Edward Bennett Williams, Vincent J. Fuller, Robert L. Weinberg, Williams, Connolly & Califano, Washington, D. C., for appellant.

Before SEITZ, Chief Judge, and ALDISERT and ADAMS, Circuit Judges.

Before SEITZ, Chief Judge, and VAN DUSEN, ALDISERT, ADAMS, GIBBONS, ROSENN, HUNTER, WEIS and GARTH, Circuit Judges.

Reargued en banc November 15, 1973.

Argued March 20, 1973

Before SEITZ, Chief Judge, and ALDISERT and ADAMS, Circuit Judges.

Reargued en banc November 15, 1973

Before SEITZ, Chief Judge, and VAN DUSEN, ALDISERT, ADAMS, GIBBONS, ROSENN, HUNTER, WEIS and GARTH, Circuit Judges.

OPINION OF THE COURT

ADAMS, Circuit Judge.

Among the more perplexing dilemmas faced by a democractic society is that of securing its territorial and institutional integrity, while at the same time, preserving intact the core of liberties essential to its existence as an association of truly free individuals.

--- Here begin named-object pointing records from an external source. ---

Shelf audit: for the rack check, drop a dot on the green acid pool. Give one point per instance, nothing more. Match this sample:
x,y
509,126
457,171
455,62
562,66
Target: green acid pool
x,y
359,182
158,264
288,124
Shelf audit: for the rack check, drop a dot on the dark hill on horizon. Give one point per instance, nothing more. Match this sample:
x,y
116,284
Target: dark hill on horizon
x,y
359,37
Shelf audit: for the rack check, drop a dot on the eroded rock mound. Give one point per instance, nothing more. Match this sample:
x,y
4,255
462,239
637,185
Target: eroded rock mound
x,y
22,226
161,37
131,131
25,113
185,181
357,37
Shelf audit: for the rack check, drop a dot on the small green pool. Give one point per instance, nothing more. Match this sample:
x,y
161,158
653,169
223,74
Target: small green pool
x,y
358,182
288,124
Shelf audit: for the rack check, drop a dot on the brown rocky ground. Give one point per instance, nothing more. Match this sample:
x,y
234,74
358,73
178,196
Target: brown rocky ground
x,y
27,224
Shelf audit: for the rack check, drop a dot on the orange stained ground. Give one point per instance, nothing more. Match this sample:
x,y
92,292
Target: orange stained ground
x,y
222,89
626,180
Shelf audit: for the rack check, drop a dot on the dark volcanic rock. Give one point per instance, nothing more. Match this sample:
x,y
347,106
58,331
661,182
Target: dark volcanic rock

The disposition of this appeal, which requires us to consider the relationship between the federal government's need to accumulate information concerning activities within the United States of foreign powers and the people's right of privacy as embodied in statute and the Fourth Amendment, represents, in effect, part of the federal judiciary's attempt to strike a proper balance between these two compelling, albeit not easily reconciled, interests.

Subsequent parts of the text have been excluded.